The results shows that both models interpret approximately half of all rhythms in 2/4. The rightmost column shows that the 6/8 biased model interprets more rhythms in 6/8 than in 3/4, while the bottom row shows that the 3/4 biased model interprets more rhythms in 3/4 than in 6/8.

The numbers on the diagonal show that both models agree on the vast majority of interpretations. Both models agree on the interpretation of rhythms that are classified as 3/4 or 6/8

The numbers off the diagonal show that the greatest degree of disagreement occurs between the 6/8 and 3/4 categories, but there is also substantial disagreement between 2/4 and 3/4 and 2/4 and 6/8.

There are two categories of rhythms sensitive to inferential biases: The first category consists of 83 rhythms that the 6/8 biased model interprets in 6/8 while the 3/4 biased model interprets them in 3/4. The second category consists of rhythms that one model interprets in 2/4 while the other model interprets them in the category its biased toward. The 6/8 biased model interprets 40 rhythms in 6/8 that the 3/4 biased model interprets in 2/4. Out of the rhythms classified by the 6/8 biased model as 2/4, the 3/4 biased model interprets slightly more rhythms in agreement with its bias (namely 54), than the 6/8 biased model does out of the rhythms classified by the 3/4 biased model as 2/4 (namely 40).

Table

Information content | German | 1.21 | 1.63 | 1.34 | 1.72 |

Chinese | 1.32 | 1.49 | 1.70 | 1.49 | |

Classification | German | 0.84 | 0.80 | 0.73 | 0.72 |

Chinese | 0.59 | 0.77 | 0.47 | 0.75 |

In both conditions the results can be said to show effects of enculturation: The average information content for models evaluated on rhythms from the same country as the rhythms in their training data (culturally familiar) is lower than for models trained on rhythms from the other country (culturally unfamiliar). Classification performance shows a similar pattern: in most cases, classification performance is better for models evaluated on culturally familiar rhythms. However, in the identical prior condition, classification performance of the German model on the Chinese test set was slightly higher than of the Chinese model. Furthermore, in the identical prior condition, the average information content of the Chinese model is lower when evaluated on the German test set compared to the Chinese test set.

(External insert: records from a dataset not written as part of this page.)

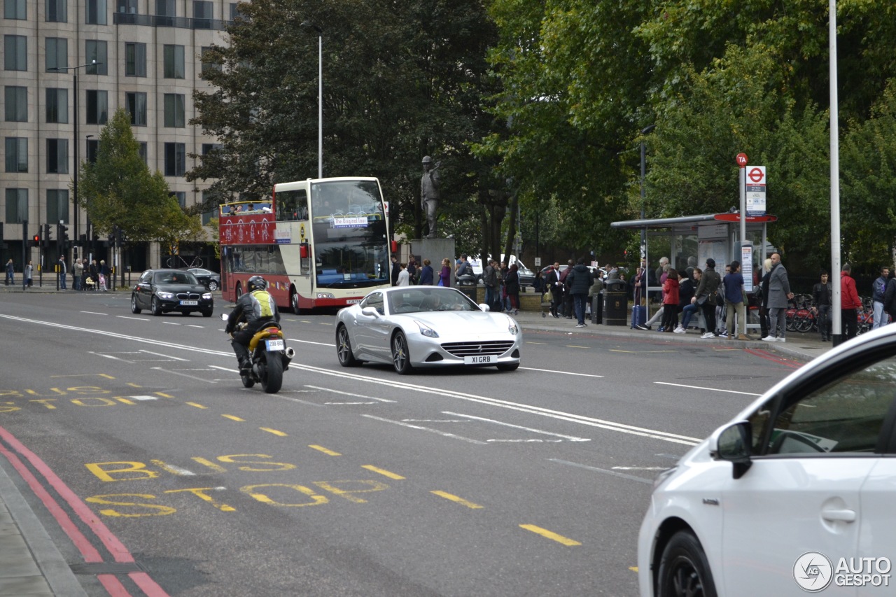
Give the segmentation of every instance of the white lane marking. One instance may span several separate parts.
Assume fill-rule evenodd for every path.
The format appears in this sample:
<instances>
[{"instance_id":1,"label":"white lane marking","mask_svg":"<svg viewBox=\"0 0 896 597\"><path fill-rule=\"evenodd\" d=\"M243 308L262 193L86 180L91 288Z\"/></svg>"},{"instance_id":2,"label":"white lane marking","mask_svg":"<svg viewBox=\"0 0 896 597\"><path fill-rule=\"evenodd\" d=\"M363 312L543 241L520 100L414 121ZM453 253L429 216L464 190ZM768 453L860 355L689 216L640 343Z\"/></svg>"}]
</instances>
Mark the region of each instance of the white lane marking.
<instances>
[{"instance_id":1,"label":"white lane marking","mask_svg":"<svg viewBox=\"0 0 896 597\"><path fill-rule=\"evenodd\" d=\"M141 352L145 352L146 354L154 354L157 357L164 357L165 359L170 359L171 360L183 360L183 361L189 361L190 360L189 359L181 359L180 357L172 357L169 354L162 354L161 352L153 352L152 350L145 350L143 349L140 349L140 351Z\"/></svg>"},{"instance_id":2,"label":"white lane marking","mask_svg":"<svg viewBox=\"0 0 896 597\"><path fill-rule=\"evenodd\" d=\"M504 427L512 427L514 429L523 429L525 431L531 431L532 433L540 433L545 436L554 436L555 437L561 437L563 439L568 439L571 442L590 442L590 439L587 437L576 437L574 436L564 436L561 433L552 433L551 431L542 431L541 429L533 429L530 427L522 427L521 425L513 425L512 423L504 423L500 420L495 420L494 419L484 419L483 417L474 417L473 415L465 415L461 412L449 412L448 411L443 411L442 414L451 415L452 417L466 417L467 419L473 419L475 420L482 420L487 423L495 423L495 425L504 425ZM499 441L496 439L489 439L488 441ZM514 440L514 441L528 441L528 440Z\"/></svg>"},{"instance_id":3,"label":"white lane marking","mask_svg":"<svg viewBox=\"0 0 896 597\"><path fill-rule=\"evenodd\" d=\"M400 420L383 419L382 417L375 417L374 415L361 415L361 416L366 417L367 419L373 419L375 420L381 420L383 423L392 423L394 425L401 425L401 427L407 427L411 429L419 429L420 431L429 431L430 433L436 433L440 436L444 436L445 437L451 437L452 439L462 439L463 441L470 442L470 444L479 444L480 446L487 446L486 442L480 442L478 439L470 439L470 437L464 437L462 436L458 436L453 433L447 433L445 431L439 431L438 429L432 429L428 427L421 427L419 425L409 425L408 423L402 423Z\"/></svg>"},{"instance_id":4,"label":"white lane marking","mask_svg":"<svg viewBox=\"0 0 896 597\"><path fill-rule=\"evenodd\" d=\"M331 389L329 387L320 387L320 386L317 386L317 385L308 385L307 384L305 385L305 387L310 387L313 390L320 390L321 392L331 392L332 394L341 394L343 396L351 396L352 398L366 398L367 400L376 400L376 401L381 402L395 402L394 400L386 400L385 398L377 398L376 396L365 396L364 394L352 394L350 392L340 392L339 390L332 390L332 389ZM362 404L364 402L358 402L358 404Z\"/></svg>"},{"instance_id":5,"label":"white lane marking","mask_svg":"<svg viewBox=\"0 0 896 597\"><path fill-rule=\"evenodd\" d=\"M625 472L616 472L616 471L607 471L607 469L599 469L596 466L589 466L587 464L580 464L579 463L570 463L565 460L558 460L556 458L548 458L548 461L552 463L556 463L558 464L565 464L566 466L575 466L580 469L585 469L586 471L594 471L595 472L603 472L607 475L613 475L615 477L622 477L623 479L629 479L631 480L640 481L642 483L648 483L652 485L653 480L651 479L642 479L641 477L636 477L634 475L626 475Z\"/></svg>"},{"instance_id":6,"label":"white lane marking","mask_svg":"<svg viewBox=\"0 0 896 597\"><path fill-rule=\"evenodd\" d=\"M188 376L185 373L180 373L179 371L172 371L171 369L163 369L160 367L152 367L150 368L155 369L156 371L161 371L162 373L170 373L176 376L183 376L184 377L189 377L190 379L198 379L199 381L210 382L210 380L207 379L206 377L197 377L196 376ZM213 384L214 382L210 382L210 383Z\"/></svg>"},{"instance_id":7,"label":"white lane marking","mask_svg":"<svg viewBox=\"0 0 896 597\"><path fill-rule=\"evenodd\" d=\"M720 390L718 387L702 387L700 385L685 385L684 384L670 384L668 382L653 382L654 384L659 384L660 385L674 385L675 387L686 387L691 390L706 390L708 392L725 392L728 394L742 394L745 396L761 396L761 394L753 394L752 392L737 392L736 390Z\"/></svg>"},{"instance_id":8,"label":"white lane marking","mask_svg":"<svg viewBox=\"0 0 896 597\"><path fill-rule=\"evenodd\" d=\"M587 348L587 347L582 347ZM572 371L560 371L558 369L537 369L534 367L521 367L521 369L526 369L527 371L541 371L543 373L560 373L564 376L582 376L582 377L603 377L603 376L594 375L593 373L573 373Z\"/></svg>"},{"instance_id":9,"label":"white lane marking","mask_svg":"<svg viewBox=\"0 0 896 597\"><path fill-rule=\"evenodd\" d=\"M214 350L211 349L200 348L198 346L176 344L174 342L162 342L159 340L152 340L150 338L135 337L133 334L129 333L127 334L116 333L115 332L107 332L105 330L99 330L99 329L82 328L77 325L66 325L65 324L58 324L56 322L51 322L51 321L41 321L39 319L26 319L24 317L18 317L15 316L10 316L5 314L0 314L0 318L10 319L18 322L25 322L29 324L37 324L39 325L47 325L47 327L71 330L73 332L80 332L82 333L94 333L97 335L108 336L110 338L118 338L120 340L127 340L130 342L141 342L143 344L164 346L166 348L177 349L180 350L186 350L188 352L200 352L202 354L215 355L219 357L228 357L230 359L233 358L233 352L230 350L228 351ZM418 392L421 394L431 394L442 397L457 398L459 400L465 400L471 402L478 402L480 404L487 404L489 406L496 406L500 408L510 409L512 411L519 411L521 412L528 412L530 414L536 414L542 417L551 417L553 419L557 419L559 420L566 420L573 423L579 423L580 425L597 427L609 431L627 433L630 435L639 436L642 437L659 439L666 442L670 442L673 444L696 446L701 441L702 441L698 437L689 437L688 436L681 436L674 433L668 433L667 431L659 431L656 429L650 429L646 428L636 427L633 425L626 425L625 423L616 423L615 421L606 420L603 419L594 419L592 417L585 417L582 415L573 414L570 412L564 412L562 411L553 411L551 409L546 409L539 406L529 406L527 404L521 404L519 402L512 402L509 401L497 400L495 398L487 398L485 396L478 396L475 394L463 394L461 392L454 392L451 390L433 389L425 385L415 385L413 384L400 382L396 380L377 379L376 377L371 377L360 374L346 373L345 371L326 369L321 367L314 367L311 365L300 365L295 363L295 361L290 363L289 367L302 371L307 371L309 373L316 373L319 375L331 376L332 377L339 377L340 379L353 379L356 381L366 382L368 384L387 385L392 389L398 387L406 390L411 390L414 392ZM203 379L202 381L208 381L208 380ZM296 392L296 390L286 390L286 392L290 392L290 391ZM301 391L299 390L299 392ZM277 397L282 397L279 396L278 394L271 394L271 395ZM314 404L314 406L320 406L320 405Z\"/></svg>"}]
</instances>

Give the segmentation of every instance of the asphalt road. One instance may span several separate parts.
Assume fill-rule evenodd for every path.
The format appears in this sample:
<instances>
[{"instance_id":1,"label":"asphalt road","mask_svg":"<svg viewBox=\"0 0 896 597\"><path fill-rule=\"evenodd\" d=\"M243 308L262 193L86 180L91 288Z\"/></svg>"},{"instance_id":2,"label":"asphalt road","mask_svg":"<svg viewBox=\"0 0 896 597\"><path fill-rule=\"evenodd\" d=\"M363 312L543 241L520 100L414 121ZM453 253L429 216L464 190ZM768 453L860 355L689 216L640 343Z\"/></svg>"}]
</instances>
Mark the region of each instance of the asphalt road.
<instances>
[{"instance_id":1,"label":"asphalt road","mask_svg":"<svg viewBox=\"0 0 896 597\"><path fill-rule=\"evenodd\" d=\"M133 556L133 595L636 594L652 479L799 366L524 328L515 372L399 376L340 368L332 315L285 315L297 356L268 395L217 317L2 304L0 446L37 486L0 466L69 563Z\"/></svg>"}]
</instances>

For both models and in both conditions, but most notably in the identical priors condition, information content of rhythms in the Chinese test set was slightly higher than that of rhythms in the German test set.

Figures

Fixed prior | 0.74 | 0.94 |

Empirical prior | 0.86 | 0.89 |

A predictive coding view of perception entails that perception depends on generative models in the mind of the perceiver that are tuned by statistical properties of the environment, through evolutionary adaptation and sensory experience, to predict sensations. We hypothesized that effects of enculturation on the perception of meter can be understood in terms of predictive coding. To explore the consequences of this idea, we presented a probabilistic model of meter perception for which predictive coding served as the conceptual basis. The underlying hypothesis is that meter perception is the result of a strategy, based on statistical learning, probabilistic prediction and inference, for increasing predictive accuracy in processing of temporal events in music.

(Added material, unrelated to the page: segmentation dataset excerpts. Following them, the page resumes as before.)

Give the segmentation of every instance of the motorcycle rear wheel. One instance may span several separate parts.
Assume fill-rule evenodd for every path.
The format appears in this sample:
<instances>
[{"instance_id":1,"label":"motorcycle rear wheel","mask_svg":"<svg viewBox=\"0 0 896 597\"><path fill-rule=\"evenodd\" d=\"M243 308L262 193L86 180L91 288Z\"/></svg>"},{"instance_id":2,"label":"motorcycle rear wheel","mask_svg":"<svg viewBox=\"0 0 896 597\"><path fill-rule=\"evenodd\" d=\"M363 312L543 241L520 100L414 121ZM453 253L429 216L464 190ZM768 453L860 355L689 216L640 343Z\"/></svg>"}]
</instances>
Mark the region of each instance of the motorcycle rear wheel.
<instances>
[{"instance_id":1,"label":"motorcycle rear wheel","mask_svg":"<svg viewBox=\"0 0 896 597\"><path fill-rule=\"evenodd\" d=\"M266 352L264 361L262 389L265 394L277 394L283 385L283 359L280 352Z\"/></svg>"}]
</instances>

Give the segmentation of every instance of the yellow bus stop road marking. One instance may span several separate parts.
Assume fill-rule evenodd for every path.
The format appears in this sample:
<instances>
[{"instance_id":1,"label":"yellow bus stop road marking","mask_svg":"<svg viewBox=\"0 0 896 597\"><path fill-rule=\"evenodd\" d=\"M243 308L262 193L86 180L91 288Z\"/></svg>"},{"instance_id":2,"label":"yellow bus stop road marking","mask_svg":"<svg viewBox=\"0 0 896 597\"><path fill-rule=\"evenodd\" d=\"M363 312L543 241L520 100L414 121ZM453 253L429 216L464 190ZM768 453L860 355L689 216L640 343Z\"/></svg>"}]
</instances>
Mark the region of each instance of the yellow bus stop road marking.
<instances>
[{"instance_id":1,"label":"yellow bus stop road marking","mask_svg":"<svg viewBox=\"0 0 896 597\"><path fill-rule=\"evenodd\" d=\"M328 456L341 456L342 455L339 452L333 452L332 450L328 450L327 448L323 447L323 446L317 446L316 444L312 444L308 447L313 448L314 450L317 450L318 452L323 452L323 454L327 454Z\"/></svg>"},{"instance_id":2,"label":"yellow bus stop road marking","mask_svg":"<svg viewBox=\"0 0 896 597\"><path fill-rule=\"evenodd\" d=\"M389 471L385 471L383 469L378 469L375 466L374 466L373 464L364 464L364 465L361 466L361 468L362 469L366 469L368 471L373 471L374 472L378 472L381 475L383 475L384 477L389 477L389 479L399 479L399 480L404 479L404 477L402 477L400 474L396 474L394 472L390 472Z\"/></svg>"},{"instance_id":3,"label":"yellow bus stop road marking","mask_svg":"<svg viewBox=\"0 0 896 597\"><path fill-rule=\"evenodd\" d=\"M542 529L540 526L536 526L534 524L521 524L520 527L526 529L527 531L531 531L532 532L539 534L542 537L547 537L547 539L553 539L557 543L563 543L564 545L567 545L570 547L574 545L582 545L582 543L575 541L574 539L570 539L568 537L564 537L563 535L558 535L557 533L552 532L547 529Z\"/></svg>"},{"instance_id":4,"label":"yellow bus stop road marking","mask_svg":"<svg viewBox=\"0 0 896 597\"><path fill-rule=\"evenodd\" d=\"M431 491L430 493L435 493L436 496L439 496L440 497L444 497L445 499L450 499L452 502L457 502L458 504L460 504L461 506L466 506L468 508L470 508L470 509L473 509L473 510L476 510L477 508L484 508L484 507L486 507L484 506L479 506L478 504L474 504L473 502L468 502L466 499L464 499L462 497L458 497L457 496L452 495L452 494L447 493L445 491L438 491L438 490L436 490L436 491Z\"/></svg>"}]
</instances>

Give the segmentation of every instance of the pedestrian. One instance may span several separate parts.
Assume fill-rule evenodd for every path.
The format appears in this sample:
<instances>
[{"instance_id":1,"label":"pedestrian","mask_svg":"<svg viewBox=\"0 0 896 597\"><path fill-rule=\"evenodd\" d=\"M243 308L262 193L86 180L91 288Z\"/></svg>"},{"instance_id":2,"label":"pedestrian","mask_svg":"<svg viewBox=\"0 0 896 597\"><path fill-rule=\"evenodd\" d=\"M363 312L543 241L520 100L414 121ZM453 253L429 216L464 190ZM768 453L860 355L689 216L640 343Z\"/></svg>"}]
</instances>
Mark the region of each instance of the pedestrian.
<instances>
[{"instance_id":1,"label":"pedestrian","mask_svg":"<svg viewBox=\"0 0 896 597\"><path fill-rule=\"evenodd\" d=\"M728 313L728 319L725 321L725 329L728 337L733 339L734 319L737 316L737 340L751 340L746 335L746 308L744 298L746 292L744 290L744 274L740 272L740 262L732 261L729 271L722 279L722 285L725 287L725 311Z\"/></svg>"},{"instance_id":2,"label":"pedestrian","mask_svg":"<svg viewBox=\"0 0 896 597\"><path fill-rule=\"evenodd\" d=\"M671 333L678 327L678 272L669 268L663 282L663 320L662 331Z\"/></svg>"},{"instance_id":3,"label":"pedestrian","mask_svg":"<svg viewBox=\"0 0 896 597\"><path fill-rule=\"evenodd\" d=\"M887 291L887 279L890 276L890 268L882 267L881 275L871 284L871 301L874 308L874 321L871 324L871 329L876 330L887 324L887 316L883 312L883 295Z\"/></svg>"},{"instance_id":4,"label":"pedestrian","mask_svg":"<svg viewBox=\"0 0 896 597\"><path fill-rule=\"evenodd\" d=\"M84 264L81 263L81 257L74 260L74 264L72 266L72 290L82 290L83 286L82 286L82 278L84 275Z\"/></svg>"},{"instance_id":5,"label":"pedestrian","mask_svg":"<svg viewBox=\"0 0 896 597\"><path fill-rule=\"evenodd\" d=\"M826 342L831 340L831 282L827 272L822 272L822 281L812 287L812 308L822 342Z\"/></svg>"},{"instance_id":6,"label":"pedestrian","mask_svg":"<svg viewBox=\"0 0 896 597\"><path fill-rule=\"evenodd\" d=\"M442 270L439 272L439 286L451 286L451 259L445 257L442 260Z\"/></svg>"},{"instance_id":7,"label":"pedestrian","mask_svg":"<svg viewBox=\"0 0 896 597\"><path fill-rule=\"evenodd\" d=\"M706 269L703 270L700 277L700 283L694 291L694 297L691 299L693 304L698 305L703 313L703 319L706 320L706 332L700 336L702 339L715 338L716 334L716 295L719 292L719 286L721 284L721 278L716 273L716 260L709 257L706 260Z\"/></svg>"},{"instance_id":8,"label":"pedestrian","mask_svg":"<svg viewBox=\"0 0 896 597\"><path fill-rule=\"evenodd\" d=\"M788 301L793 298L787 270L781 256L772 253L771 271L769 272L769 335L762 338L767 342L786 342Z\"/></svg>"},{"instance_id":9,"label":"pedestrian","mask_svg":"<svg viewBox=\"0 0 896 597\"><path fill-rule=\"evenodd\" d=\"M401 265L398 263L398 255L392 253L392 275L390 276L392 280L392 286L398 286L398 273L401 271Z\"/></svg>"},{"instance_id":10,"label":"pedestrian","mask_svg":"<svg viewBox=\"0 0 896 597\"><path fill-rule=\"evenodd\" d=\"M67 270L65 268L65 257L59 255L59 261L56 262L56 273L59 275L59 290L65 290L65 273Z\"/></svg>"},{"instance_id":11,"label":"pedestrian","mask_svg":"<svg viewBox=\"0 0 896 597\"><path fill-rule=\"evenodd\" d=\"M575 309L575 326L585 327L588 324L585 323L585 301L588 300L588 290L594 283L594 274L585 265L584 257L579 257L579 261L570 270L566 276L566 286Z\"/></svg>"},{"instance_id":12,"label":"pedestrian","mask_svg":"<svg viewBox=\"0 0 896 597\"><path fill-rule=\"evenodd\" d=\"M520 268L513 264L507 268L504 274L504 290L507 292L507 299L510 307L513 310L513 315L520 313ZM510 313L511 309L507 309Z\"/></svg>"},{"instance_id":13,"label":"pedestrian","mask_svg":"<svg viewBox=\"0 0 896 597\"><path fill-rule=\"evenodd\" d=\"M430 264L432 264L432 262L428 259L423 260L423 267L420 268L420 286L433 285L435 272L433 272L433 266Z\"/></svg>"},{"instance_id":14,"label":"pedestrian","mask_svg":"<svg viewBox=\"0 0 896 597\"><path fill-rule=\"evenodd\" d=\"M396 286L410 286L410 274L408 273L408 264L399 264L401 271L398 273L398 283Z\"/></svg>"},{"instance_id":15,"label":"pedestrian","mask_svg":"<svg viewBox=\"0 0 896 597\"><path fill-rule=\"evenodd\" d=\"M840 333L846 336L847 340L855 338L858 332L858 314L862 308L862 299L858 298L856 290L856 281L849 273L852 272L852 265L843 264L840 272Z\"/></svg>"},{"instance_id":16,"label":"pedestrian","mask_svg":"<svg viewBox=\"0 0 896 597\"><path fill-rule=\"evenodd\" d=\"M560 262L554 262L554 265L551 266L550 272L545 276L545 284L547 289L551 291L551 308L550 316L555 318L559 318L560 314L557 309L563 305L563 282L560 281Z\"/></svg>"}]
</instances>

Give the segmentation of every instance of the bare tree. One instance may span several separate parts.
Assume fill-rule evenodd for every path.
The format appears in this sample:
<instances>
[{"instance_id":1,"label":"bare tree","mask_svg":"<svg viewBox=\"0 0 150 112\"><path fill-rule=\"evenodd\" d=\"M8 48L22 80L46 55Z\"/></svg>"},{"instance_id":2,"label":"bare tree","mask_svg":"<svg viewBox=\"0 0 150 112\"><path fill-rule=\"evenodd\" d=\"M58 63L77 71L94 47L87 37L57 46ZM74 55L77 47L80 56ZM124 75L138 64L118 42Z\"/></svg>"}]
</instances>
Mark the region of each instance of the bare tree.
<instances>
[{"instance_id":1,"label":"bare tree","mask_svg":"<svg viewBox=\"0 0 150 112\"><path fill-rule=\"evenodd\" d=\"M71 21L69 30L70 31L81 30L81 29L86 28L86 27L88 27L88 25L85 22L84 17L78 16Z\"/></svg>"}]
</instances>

A set of expectations concerning the model's behavior was derived based on: the relevance of the model as a cognitive model of meter perception, theoretical proposals about the relation between rhythm and meter, the model's ability to reduce prediction error, and finally the model's potential to simulate enculturation. To investigate the degree to which the model meets these expectations, we ran a series of simulations. The results show that the model can infer metrical structure from rhythms, and that this ability improves when statistical properties of the succession of onsets in the metrical context are taken into account. A comparison with a similar model that does not use metrical inference demonstrates that metrical inference reduces prediction error in predicting the timing of musical events. Finally the results show hypothesized patterns of enculturation when models are trained on corpora varying, both naturally and artificially, in terms of distribution of meters and rhythmic properties.

The following sections discuss the simulation results in detail.

A model of meter perception can reasonably be expected to interpret a simple rhythm in a meter that agrees with the time signature that an educated listener would use when transcribing that rhythm. The used rhythms were taken from folksongs in the Essen folksong collection (Schaffrath and Huron,

By varying the model's order-bound (the amount of preceding events that inform the prediction of the next event, see Section 2.2), we investigated to what degree learning statistical properties of the succession of metrical positions in rhythms improved the model's performance.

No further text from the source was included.